Considering how long it took me to discover the work I love best--writing fiction--a better question might be, What kept me from realizing that I should be a writer? The answer to both questions lies in this observation: For as long as I could remember, I was so constantly in awe of so many great storytellers that it did not occur to me that there would be any point in trying my hand at this venerable craft. Not that I was overly modest; I believed my main talents lay elsewhere. For most of my early adulthood, I set my sights on the visual arts, on painting and drawing--and I wasn’t bad--while making money as a freelance editor and magazine writer. All the while, I continued to read fiction--the “great novels”--like an addict. One day, around the time I turned thirty, something obvious hit me upside the head: I realized that no work of art had the potential to move me as deeply as a great work of fiction--and if this was so, why wasn’t that the art form I’d chosen? This revelation occurred to me when I finished reading Daniel Deronda, George Eliot’s final novel--which, I’m happy to say, gives me a ready title whenever someone asks if there’s a book that changed my life.
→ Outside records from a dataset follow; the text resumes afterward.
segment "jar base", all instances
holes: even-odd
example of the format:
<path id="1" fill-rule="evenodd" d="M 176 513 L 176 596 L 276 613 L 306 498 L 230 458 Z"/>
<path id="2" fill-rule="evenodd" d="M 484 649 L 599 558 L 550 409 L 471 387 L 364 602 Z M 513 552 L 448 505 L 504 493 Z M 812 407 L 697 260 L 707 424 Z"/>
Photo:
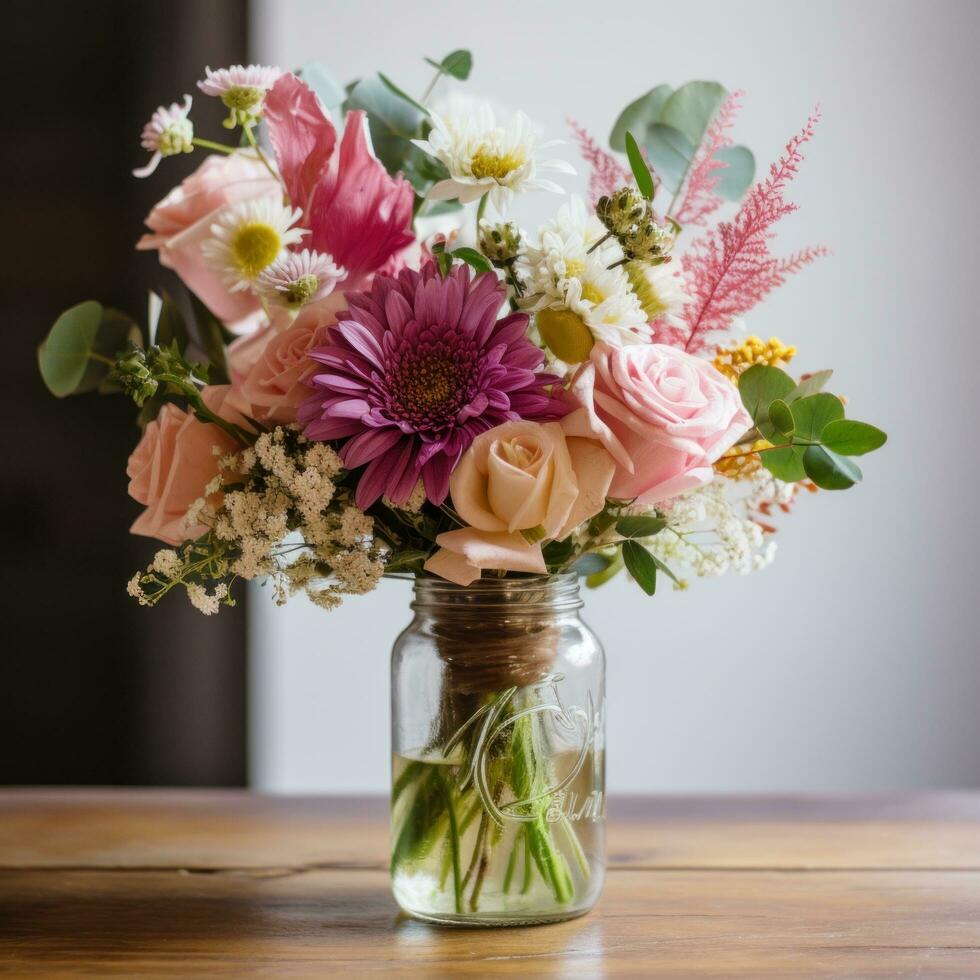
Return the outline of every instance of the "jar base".
<path id="1" fill-rule="evenodd" d="M 420 912 L 401 906 L 402 911 L 419 922 L 451 929 L 500 929 L 508 926 L 549 926 L 570 919 L 579 919 L 592 911 L 592 907 L 568 909 L 562 912 L 545 912 L 540 915 L 529 912 L 506 913 L 487 912 L 473 915 L 457 915 L 450 912 Z"/>

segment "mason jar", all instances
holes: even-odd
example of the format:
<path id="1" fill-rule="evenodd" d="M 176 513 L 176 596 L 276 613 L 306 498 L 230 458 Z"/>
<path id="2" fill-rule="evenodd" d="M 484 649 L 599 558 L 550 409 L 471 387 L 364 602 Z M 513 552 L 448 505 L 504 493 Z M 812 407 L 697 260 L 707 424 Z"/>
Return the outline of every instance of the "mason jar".
<path id="1" fill-rule="evenodd" d="M 605 657 L 573 575 L 418 578 L 391 662 L 398 904 L 453 925 L 587 912 L 605 868 Z"/>

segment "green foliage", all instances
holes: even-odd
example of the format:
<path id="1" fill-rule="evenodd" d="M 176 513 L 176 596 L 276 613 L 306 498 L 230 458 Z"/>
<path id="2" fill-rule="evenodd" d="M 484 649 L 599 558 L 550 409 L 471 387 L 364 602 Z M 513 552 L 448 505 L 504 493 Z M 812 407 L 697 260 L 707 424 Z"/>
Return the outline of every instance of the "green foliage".
<path id="1" fill-rule="evenodd" d="M 629 158 L 630 168 L 633 171 L 633 179 L 636 181 L 637 188 L 648 201 L 652 201 L 655 190 L 653 175 L 650 173 L 650 168 L 647 166 L 646 160 L 643 159 L 643 154 L 636 144 L 636 139 L 630 132 L 626 134 L 626 156 Z"/>
<path id="2" fill-rule="evenodd" d="M 711 120 L 727 97 L 717 82 L 688 82 L 676 90 L 658 85 L 620 113 L 609 144 L 614 150 L 626 152 L 626 134 L 631 133 L 646 150 L 664 186 L 676 193 Z M 715 189 L 727 200 L 737 201 L 755 176 L 755 157 L 744 146 L 727 147 L 718 157 L 727 166 L 720 172 Z"/>
<path id="3" fill-rule="evenodd" d="M 113 367 L 116 355 L 141 342 L 136 324 L 118 310 L 88 300 L 65 310 L 38 348 L 38 367 L 57 398 L 94 391 Z"/>
<path id="4" fill-rule="evenodd" d="M 458 78 L 461 82 L 465 82 L 473 70 L 473 55 L 465 48 L 450 52 L 442 61 L 434 61 L 432 58 L 426 58 L 425 60 L 439 71 L 440 74 L 451 75 L 453 78 Z"/>
<path id="5" fill-rule="evenodd" d="M 795 483 L 809 477 L 824 490 L 846 490 L 861 480 L 848 456 L 879 449 L 886 436 L 867 422 L 844 418 L 844 403 L 820 389 L 830 379 L 820 371 L 796 384 L 779 368 L 757 364 L 739 378 L 742 403 L 759 433 L 774 448 L 759 457 L 778 480 Z"/>

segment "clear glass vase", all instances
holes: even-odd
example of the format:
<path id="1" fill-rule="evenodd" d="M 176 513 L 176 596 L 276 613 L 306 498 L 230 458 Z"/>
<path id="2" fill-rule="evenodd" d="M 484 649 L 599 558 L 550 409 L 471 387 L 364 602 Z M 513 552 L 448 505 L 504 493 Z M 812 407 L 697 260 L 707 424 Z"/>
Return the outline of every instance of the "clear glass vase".
<path id="1" fill-rule="evenodd" d="M 587 912 L 605 867 L 605 658 L 572 575 L 420 578 L 392 653 L 392 887 L 420 919 Z"/>

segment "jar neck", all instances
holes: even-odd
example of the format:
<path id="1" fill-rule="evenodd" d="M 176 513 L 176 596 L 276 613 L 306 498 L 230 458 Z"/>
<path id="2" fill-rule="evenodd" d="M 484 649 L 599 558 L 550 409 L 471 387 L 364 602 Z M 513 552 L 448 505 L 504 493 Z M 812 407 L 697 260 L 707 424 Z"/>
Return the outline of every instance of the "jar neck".
<path id="1" fill-rule="evenodd" d="M 485 624 L 559 619 L 581 608 L 578 576 L 570 573 L 481 578 L 470 585 L 419 577 L 412 601 L 412 609 L 423 618 Z"/>

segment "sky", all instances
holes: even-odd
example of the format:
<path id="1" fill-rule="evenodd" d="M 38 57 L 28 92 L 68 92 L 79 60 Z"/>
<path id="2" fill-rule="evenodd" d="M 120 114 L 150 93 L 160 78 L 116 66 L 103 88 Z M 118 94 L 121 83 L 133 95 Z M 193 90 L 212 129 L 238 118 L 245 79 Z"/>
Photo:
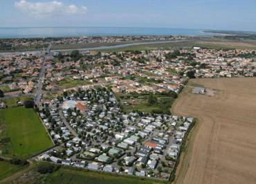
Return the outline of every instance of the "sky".
<path id="1" fill-rule="evenodd" d="M 256 31 L 256 0 L 0 0 L 0 27 Z"/>

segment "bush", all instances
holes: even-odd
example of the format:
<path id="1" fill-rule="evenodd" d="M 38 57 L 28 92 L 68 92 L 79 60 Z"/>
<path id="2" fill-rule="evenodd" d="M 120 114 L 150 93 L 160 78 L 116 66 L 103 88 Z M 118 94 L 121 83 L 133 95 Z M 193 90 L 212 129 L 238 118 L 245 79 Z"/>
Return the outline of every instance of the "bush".
<path id="1" fill-rule="evenodd" d="M 32 99 L 25 100 L 24 104 L 26 108 L 33 108 L 35 105 L 34 100 Z"/>

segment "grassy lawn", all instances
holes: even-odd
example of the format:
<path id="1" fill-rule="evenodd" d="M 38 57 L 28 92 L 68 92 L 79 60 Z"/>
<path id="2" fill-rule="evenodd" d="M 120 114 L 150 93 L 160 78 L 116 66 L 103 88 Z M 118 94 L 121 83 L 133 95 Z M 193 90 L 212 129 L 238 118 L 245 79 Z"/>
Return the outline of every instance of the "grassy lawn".
<path id="1" fill-rule="evenodd" d="M 90 171 L 76 171 L 66 168 L 60 168 L 57 172 L 48 175 L 46 183 L 90 183 L 90 184 L 146 184 L 161 183 L 156 181 L 142 179 L 127 176 L 112 175 Z"/>
<path id="2" fill-rule="evenodd" d="M 58 82 L 57 85 L 61 89 L 68 89 L 76 86 L 82 86 L 89 84 L 91 84 L 91 82 L 89 80 L 73 80 L 72 78 L 66 77 Z"/>
<path id="3" fill-rule="evenodd" d="M 33 109 L 23 107 L 0 111 L 0 145 L 1 154 L 26 158 L 53 145 Z"/>
<path id="4" fill-rule="evenodd" d="M 116 94 L 120 99 L 122 109 L 125 112 L 139 111 L 145 113 L 168 113 L 174 100 L 168 96 L 157 95 L 157 102 L 154 104 L 148 103 L 148 95 Z"/>
<path id="5" fill-rule="evenodd" d="M 26 100 L 28 100 L 28 99 L 30 99 L 31 98 L 31 97 L 28 97 L 28 96 L 25 96 L 25 97 L 16 97 L 16 98 L 9 98 L 9 99 L 7 99 L 7 100 L 0 100 L 0 102 L 4 102 L 6 105 L 8 105 L 8 107 L 10 106 L 12 106 L 12 105 L 15 105 L 17 104 L 17 102 L 19 101 L 24 101 Z"/>
<path id="6" fill-rule="evenodd" d="M 8 161 L 0 161 L 0 180 L 21 168 L 21 166 L 10 164 Z"/>

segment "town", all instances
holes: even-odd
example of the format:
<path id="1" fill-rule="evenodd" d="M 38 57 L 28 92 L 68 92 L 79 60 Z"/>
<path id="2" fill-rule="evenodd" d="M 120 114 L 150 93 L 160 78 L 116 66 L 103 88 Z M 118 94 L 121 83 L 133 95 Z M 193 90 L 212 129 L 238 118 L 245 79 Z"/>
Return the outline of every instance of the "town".
<path id="1" fill-rule="evenodd" d="M 54 145 L 35 160 L 169 181 L 196 121 L 170 110 L 188 80 L 255 77 L 255 55 L 200 47 L 2 55 L 0 108 L 34 98 Z"/>

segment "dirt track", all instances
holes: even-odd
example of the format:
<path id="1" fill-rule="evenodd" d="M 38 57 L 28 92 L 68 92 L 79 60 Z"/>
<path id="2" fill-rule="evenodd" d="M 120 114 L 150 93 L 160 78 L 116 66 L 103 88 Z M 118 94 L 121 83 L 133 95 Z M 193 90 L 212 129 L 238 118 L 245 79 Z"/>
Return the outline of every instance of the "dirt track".
<path id="1" fill-rule="evenodd" d="M 191 93 L 192 83 L 214 97 Z M 256 78 L 190 80 L 172 109 L 198 118 L 176 183 L 256 183 Z"/>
Who are the three authors you think everyone should be required to read--which books would you start with?
May I be so impertinent as to call this question cruel and quite possibly counterproductive? It’s one thing for scholars to argue which books are the most essential--that’s part of their job--but how can those of us down in the trenches honestly choose favorites--or so few? And the true answers rarely surprise. If I were to suggest, for instance, that the three winning titles are the Old Testament, The Odyssey, and King Lear--and that’s not what I’m definitively saying!--wouldn’t you yawn? Meanwhile, I’d lose a good night’s sleep over not mentioning works by Lady Murasaki, E.M. Forster, Herman Melville, Emily Dickinson, John Keats, Jane Austen . . . oh, George Eliot! Grimm’s fairy tales! The Golden Bough! . . . and then another night’s sleep as I pondered the culturally limited range of even my longer list and what it means about everything I’ve never read that I ought to. . . . No, I’d much rather introduce readers to something entirely new, even if it isn’t quite Homer or Shakespeare. So instead I’ll name the three best books I’ve read in the past year (all novels): Grief, by Andrew Holleran; A Disorder Peculiar to the Country, by Ken Kalfus; and Finn, by Jon Clinch.
If you couldn’t write, what other job would you like to have?
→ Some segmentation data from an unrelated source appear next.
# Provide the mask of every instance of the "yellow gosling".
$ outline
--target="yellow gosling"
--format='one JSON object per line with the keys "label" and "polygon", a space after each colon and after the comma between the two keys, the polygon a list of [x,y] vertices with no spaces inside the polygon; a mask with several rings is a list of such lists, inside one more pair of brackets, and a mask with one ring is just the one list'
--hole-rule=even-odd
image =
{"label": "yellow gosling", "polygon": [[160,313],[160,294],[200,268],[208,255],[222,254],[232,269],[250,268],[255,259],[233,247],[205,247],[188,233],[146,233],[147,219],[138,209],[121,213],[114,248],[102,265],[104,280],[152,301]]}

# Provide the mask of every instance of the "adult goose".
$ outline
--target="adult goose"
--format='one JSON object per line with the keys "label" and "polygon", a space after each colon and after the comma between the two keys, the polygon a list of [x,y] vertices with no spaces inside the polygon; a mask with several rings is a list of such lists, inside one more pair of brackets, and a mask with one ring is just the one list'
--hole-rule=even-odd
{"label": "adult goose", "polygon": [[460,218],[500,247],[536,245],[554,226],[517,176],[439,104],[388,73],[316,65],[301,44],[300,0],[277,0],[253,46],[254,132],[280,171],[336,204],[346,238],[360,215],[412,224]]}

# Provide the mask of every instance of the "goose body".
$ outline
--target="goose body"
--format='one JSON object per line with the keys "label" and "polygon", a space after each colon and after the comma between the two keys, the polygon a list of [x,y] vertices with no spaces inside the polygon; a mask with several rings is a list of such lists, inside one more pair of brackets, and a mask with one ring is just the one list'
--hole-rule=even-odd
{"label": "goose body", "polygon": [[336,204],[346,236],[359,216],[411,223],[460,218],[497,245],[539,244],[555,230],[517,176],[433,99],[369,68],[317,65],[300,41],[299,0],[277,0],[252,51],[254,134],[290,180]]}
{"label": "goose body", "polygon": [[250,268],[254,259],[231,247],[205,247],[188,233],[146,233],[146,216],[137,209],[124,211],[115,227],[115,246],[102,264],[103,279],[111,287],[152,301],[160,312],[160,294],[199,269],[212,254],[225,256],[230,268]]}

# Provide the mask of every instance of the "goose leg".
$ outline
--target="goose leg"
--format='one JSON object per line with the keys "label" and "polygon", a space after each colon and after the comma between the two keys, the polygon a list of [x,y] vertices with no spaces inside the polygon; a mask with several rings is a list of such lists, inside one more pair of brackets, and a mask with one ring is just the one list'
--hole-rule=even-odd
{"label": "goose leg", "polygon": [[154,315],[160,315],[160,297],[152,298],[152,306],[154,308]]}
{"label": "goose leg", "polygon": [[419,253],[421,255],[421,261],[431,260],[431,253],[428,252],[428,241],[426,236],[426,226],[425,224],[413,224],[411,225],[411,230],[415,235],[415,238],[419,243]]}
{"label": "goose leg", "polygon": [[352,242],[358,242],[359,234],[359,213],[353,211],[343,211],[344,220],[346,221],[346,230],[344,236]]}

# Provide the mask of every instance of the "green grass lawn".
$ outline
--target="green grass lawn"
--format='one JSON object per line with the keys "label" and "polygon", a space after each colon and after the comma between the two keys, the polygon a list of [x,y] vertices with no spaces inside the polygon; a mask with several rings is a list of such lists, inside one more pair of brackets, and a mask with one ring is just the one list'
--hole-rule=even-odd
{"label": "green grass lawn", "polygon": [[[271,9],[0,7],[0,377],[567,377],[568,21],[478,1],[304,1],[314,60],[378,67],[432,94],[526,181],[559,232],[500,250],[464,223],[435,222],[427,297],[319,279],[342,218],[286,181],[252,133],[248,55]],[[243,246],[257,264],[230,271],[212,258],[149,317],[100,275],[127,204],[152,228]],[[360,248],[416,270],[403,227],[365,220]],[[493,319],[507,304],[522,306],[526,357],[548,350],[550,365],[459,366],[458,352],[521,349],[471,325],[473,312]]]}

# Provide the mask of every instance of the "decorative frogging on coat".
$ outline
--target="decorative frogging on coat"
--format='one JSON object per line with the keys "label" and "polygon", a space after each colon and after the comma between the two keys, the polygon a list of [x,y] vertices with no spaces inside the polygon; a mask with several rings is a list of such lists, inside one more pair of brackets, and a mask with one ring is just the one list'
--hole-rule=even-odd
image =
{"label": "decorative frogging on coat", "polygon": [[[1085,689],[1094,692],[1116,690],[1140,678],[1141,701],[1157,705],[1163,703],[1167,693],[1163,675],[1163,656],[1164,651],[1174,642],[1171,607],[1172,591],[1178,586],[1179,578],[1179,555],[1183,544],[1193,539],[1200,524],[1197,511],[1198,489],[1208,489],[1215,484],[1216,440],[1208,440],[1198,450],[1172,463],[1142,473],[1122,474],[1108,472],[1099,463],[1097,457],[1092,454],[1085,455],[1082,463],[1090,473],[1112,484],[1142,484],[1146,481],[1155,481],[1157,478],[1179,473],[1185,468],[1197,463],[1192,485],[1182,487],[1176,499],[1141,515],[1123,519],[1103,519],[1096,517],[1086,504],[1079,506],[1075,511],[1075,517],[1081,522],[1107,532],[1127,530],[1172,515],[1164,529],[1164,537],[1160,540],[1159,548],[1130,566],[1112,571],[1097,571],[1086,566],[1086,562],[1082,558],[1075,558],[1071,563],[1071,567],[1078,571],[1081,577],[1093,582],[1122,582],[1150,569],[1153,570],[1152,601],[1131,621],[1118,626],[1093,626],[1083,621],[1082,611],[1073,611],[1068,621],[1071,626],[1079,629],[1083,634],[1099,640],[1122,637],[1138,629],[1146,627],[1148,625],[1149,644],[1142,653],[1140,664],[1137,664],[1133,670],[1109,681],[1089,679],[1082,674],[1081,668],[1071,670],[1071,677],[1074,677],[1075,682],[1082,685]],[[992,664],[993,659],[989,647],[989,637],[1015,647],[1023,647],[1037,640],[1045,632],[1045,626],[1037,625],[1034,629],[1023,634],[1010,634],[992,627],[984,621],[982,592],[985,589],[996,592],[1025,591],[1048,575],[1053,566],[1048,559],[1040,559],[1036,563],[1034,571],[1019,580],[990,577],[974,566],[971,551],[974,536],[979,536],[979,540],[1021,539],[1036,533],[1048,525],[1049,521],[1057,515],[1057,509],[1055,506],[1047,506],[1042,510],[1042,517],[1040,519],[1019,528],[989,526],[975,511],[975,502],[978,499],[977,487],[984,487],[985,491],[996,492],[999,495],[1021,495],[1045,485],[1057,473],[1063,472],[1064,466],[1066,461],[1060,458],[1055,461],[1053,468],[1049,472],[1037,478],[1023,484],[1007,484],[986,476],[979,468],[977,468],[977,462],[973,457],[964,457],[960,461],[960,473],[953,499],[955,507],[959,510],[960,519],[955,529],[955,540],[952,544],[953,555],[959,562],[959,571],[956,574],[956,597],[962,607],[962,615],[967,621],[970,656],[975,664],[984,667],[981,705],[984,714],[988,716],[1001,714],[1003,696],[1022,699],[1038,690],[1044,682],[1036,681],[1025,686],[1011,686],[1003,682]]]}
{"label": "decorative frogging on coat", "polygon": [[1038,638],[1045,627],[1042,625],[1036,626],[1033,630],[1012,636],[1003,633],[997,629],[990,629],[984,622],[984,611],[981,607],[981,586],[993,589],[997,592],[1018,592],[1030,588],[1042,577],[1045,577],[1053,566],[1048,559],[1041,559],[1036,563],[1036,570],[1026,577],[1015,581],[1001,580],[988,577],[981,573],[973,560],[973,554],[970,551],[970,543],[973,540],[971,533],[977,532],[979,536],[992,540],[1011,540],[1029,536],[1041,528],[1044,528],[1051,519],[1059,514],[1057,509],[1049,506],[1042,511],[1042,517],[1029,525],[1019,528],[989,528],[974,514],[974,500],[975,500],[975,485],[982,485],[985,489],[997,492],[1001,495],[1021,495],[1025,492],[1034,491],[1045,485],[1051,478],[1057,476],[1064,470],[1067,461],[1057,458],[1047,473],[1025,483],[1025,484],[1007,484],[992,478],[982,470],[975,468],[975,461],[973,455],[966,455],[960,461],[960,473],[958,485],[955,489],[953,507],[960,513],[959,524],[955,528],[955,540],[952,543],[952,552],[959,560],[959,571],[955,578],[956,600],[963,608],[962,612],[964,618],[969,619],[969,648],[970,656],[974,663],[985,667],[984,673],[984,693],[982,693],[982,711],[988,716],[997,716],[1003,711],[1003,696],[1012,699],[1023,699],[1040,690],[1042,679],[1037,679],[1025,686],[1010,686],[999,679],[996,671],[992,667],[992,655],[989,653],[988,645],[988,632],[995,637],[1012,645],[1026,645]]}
I have always thought that there would be no greater, more satisfying job than that of a singer. I work so hard to express what I know and feel about the human condition through the dry, sometimes remote art of writing; how much more direct and joyful it would be to use my own actual voice as the medium of expression. But that’s not a talent I have. Recently, though, I have indeed discovered the vocation I would follow with passion if I could no longer write. Two years ago, when I moved from an apartment into a house, I began gardening. I love everything about it: burrowing in the dirt with my bare hands, getting to know plants and trees by their name (a longtime fascination even before I had a garden), getting to know their likes and dislikes, their personalities and relationships, nurturing and protecting them. So if the words all dried up on me, I would most definitely want to become a full-time horticulturalist, perhaps the head gardener of a great estate, given free rein, a few helpers--and lifetime residence in a rose-covered cottage near the sea.